A month ago, the TJX Companies (TJX) reported 1Q17 earnings that slightly missed expectations and sent the stock downward. The company’s Marmaxx segment, which consists primarily of T.J. Maxx and Marshalls stores, reported flat comparable store sales growth and missed consensus expectations of 1.1%. The company also gave 2Q Marmaxx comparable store sales guidance of 1-2%, falling below below consensus expectations of 2.3%.

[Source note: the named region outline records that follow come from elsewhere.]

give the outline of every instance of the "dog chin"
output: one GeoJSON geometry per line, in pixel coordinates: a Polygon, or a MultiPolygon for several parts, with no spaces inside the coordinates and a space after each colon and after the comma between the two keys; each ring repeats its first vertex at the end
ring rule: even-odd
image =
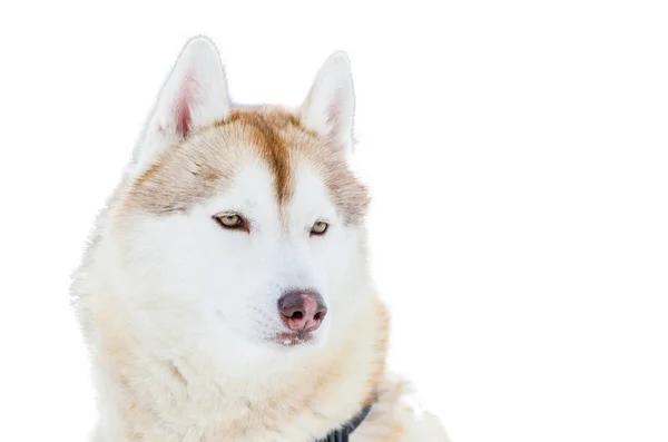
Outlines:
{"type": "Polygon", "coordinates": [[[313,345],[315,337],[312,332],[281,332],[271,340],[271,342],[284,347],[296,347],[303,345],[313,345]]]}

Why the Stock Under-Performed
Management cited a number of temporary factors behind the under-performance of Marmaxx, including unseasonably cold and wet weather, and delayed tax refunds. Subsequently, they have maintained guidance for the full year as they believe results will return to a more normalized rate once those temporary headwinds disappear. In support of the guidance, management noted that comparable store sales growth accelerated in April and May once the weather normalized.
Analysts Still Optimistic on Comparable Store Sales
Analysts appear to agree with management’s assessment. Looking at consensus estimates for the segment, analysts currently expect comparable store sales growth to accelerate sequentially for the remainder of the year.
Additionally, revision data from Visible Alpha shows why the stock has only declined 7% over the last month. While analysts brought down 2Q estimates in light of softer guidance, they also revised their 3Q and 4Q comparable store sales estimates upwards. As a result, despite missing the consensus estimate for 1Q and guiding below consensus for 2Q, the full-year comparable store sales growth estimate was only revised down by 30 basis points.